I have considered many times of buying some usp grade oil, steralizing it and running it through a whatman, but the cost of whatmens from my supplier is more than the sterilized soy oil they sell......

at any rate thanx alot for all of your imput....i appreciate your help and your expertise........ :sniper:


----------



## tordon (Jul 31, 2005)

just had to add this couldn't help my self.........what about 10w30 LOL :sniper:


----------



## GearMan (Aug 1, 2005)

For homebrew enthusuiasts, grapeseed, usp, and especially Enova are all OK. The last actually being somewhat good for you, healthwise.


----------



## Little Man (Aug 1, 2005)

so you can use grapeseed oil for 100% of the recipe? not mixing oils?


----------



## BIGSARGE (Aug 1, 2005)

I Prefer Wesson I Use It On Everything


----------



## striffe (Nov 11, 2012)

tordon said:


> penut oil eh! sounds good......kind of makes me hungry..........does anyone know the different viscosities......and wouldn't the thinner oils be more prone to crashing your gear, or does that only have to do with a lack of proper ba content.... :sniper:
> 
> i'm a little wary of ordering anything across the border from the states, as i have been screwed more than once by legit companys......if any cunucks here know of one thats sure to deliver i'd be happy to give it a shot.....what do customs do in the case of whatmans, oils and such......at the very least they would sure wonder what i'm upto, do they have a database, like watch out for this guy, he's buying weird shit........
> 
> ...



You still have to run the final product through a filter anyway.

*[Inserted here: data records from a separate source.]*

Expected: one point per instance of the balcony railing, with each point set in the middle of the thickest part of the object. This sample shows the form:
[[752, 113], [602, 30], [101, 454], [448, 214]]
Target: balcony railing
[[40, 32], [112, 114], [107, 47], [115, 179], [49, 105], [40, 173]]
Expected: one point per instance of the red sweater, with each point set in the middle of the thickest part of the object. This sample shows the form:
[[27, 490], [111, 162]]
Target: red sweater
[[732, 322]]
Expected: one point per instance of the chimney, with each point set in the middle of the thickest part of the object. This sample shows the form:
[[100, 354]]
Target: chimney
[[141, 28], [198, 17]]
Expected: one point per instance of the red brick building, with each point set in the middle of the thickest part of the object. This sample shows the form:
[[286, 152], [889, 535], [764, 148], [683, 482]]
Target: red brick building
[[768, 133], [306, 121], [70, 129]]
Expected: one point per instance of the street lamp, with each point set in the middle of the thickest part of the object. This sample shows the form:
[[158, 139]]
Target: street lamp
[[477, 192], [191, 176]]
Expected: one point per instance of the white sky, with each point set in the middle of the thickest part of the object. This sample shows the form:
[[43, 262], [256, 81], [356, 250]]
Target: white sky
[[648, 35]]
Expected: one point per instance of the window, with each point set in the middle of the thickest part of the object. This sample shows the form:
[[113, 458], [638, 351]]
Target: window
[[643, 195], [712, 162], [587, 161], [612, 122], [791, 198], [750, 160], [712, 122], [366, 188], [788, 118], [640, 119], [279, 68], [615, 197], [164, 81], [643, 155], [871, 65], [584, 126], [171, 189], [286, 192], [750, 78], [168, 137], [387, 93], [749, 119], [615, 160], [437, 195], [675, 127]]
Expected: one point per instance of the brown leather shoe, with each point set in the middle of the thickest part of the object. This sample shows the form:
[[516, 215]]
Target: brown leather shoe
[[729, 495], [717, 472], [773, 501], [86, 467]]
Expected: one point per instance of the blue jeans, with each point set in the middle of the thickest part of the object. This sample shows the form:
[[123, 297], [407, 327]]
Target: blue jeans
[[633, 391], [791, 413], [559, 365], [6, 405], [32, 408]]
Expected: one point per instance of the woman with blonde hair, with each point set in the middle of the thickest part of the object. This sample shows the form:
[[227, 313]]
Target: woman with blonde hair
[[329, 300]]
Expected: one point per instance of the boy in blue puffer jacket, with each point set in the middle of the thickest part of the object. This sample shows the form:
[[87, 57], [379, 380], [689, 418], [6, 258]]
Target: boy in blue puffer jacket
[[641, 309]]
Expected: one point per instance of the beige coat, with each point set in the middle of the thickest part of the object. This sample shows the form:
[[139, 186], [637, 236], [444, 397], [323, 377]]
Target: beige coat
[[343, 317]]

There is no benefit to buying expensive pre filtered oil. Once you add the hormone powder, solvents, heat & mix, then you have to take the final mix and filter it before use. Get what Im saying.


----------



## ASHOP (Nov 12, 2012)

Sesame,,Cottonseed, Grapeseed all will work.


----------



## odin (Nov 12, 2012)

Personally I like products produced in Eythl Oleate. Can hold much higher concentrations and make the oils more smoother!


----------



## powders101 (Nov 12, 2012)

I like using EO as well for a carrier oil!


----------



## Ironbuilt (Nov 12, 2012)

Wouldn't use peanut oil . Too many people with unknown peanut allergies.. Save that for your popcorn.. I prefer grapeseed due to viscosity and is available everywhere ..like everyone says gotta filter and heat anyhow plus it's gonna have ba or Bb involved .


----------



## Ironbuilt (Nov 12, 2012)

tordon said:


> penut oil eh! sounds good......kind of makes me hungry..........does anyone know the different viscosities......and wouldn't the thinner oils be more prone to crashing your gear, or does that only have to do with a lack of proper ba content.... :sniper:
> 
> i'm a little wary of ordering anything across the border from the states, as i have been screwed more than once by legit companys......if any cunucks here know of one thats sure to deliver i'd be happy to give it a shot.....what do customs do in the case of whatmans, oils and such......at the very least they would sure wonder what i'm upto, do they have a database, like watch out for this guy, he's buying weird shit........
> 
> ...



Doubt customs will take grapeseed oils or cottonseed oils. People roll thru the us border to local Costcos around here and gallons of oils are used a million ways.. Tellem youre maken a big bottle of Italian dressing..As for the filters they wont care . They too are used by home herbalists and whoever..


----------



## FordFan (Nov 13, 2012)

If you can't get grapeseed, make it from 100% EO.


----------



## striffe (Nov 13, 2012)

Ive only used grape seed oil. And although Ethyl Oleate makes a nice thin solution, so many people have bad reactions to it, it melts some plastic filtration systems, and you cant preload syringes with it because it will melt the plunger. However there are some new oils that are popping up at the medical suppliers. Ive seen rice oil and apricot kernel oil. Both have peaked my interest. Anyone have any experience with these? I know dragon pharma uses a mixture of ethyl oleate and apricot kernel oil. Ive used that. But has anyone used these new oils in their home brew, for their horse?


----------



## vintagemuscle (Nov 13, 2012)

I prefer cottonseed oil for testosterone products and grapeseed oil for all other products.


----------



## striffe (Nov 13, 2012)

vintagemuscle said:


> I prefer cottonseed oil for testosterone products and grapeseed oil for all other products.



Any particular reason?


----------



## vintagemuscle (Nov 14, 2012)

I may be mistaken but I was under the impression that the pharmaceutical companies primarily used cottenseed oil in test compounds. I like the grapeseed oil because it is a " thinner" oil.


----------



## striffe (Nov 14, 2012)

vintagemuscle said:


> I may be mistaken but I was under the impression that the pharmaceutical companies primarily used cottenseed oil in test compounds. I like the grapeseed oil because it is a " thinner" oil.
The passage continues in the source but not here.